Она старалась казаться храброй и сильной, но у нее ничего не получалось:

— Я пообещаю тебе все, о чем ты попросишь.

— Тогда найди себе любящего мужа, который будет тебя беречь, холить, и лелеять и подарит много детей, которых ты будешь любить.

Авриль подняла на него взор, затуманенный слезами.

— Но мой муж — ты, — прошептала она. — Ты, Хок Вэлбренд, мой муж.

Хок закрыл глаза, сжал зубы так, что вокруг рта обозначились глубокие морщины, и опустил голову. Авриль протянула руку, притронулась к его щеке и ощутила под пальцами влагу.

— Это не должно было случиться, маленькая моя валькирия, — сказал он, проклиная злую судьбу. — Но боги оказались слишком жестоки.

Авриль протестующе затрясла головой, она не могла в это поверить.

— Нет, Бог не хочет, чтобы мы жили без любви — воскликнула, она, гладя его по щеке. — Именно любовь составляет смысл жизни и делает се бесценной независимо от того, долгий срок отпущен человеку или… — последние слова потонули в рыданиях, — или всего несколько дней.

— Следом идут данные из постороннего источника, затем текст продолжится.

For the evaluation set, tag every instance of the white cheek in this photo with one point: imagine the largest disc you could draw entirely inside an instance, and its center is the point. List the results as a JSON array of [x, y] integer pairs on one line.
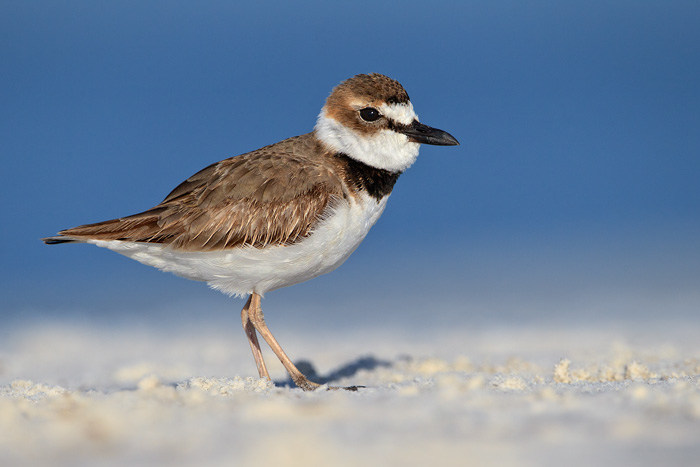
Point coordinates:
[[386, 150]]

Хок крепче обнял ее за плечи, а она отчаянно прильнула к нему и зарылась лицом в его плечо. Мысль была невыносимо мучительна: всего несколько дней! Как несправедливо, что судьба дарит им лишь два последних дня, которые предстоит провести в открытом море, на холоде. И таким будет ее последнее воспоминание о нем.

Нет, она не хочет, чтобы это было ее последним воспоминанием о нем. Она не может навек расстаться с ним в тот самый миг, когда только начала по-настоящему узнавать его. Не может посмотреть на него в последний раз, в то время как еще по-настоящему не видела его, не знала, не любила.

И Авриль приняла решение. Теперь это оказалось удивительно просто. С бешено бьющимся сердцем она потянулась Хоку и поцеловала в губы.

Они не сказали больше ни слова — их губы слились бесконечно долгом поцелуе. Авриль провела пальцами по его груди, по ребрам и почувствовала, как все напряглось у него внутри, как отвердели под ее руками его мускулы. Стон сорвался с его губ — стон, исполненный муки и страстного желания. Он быстро, на ощупь закрепил руль.

А потом они опустились на палубу, и в мире остались лишь твердые доски, покрытые мягким меховым плащом, — снизу, звезды на небе, уже уступающие дорогу утру, — сверху, а между ними — их томительная жажда друг друга. Безумство страсти и нежной любви. Авриль желала полностью раствориться в нем, отдаться ему целиком — пусть даже им отпущен всего лишь короткий миг счастья. Один последний, вечный миг.

Руки Хока скользнули под одежду и нащупали мягкое, податливое тело Авриль, глаза — небесно-голубые глаза, которые она видела во сне, — потемнели от страсти.

Непрошеная слеза выкатилась из-под ее ресниц, Хок вытер ее кончиком пальца.

— Авриль, — хрипло пробормотал он, проводя языком по ее щеке, — ты уверена, что хочешь этого?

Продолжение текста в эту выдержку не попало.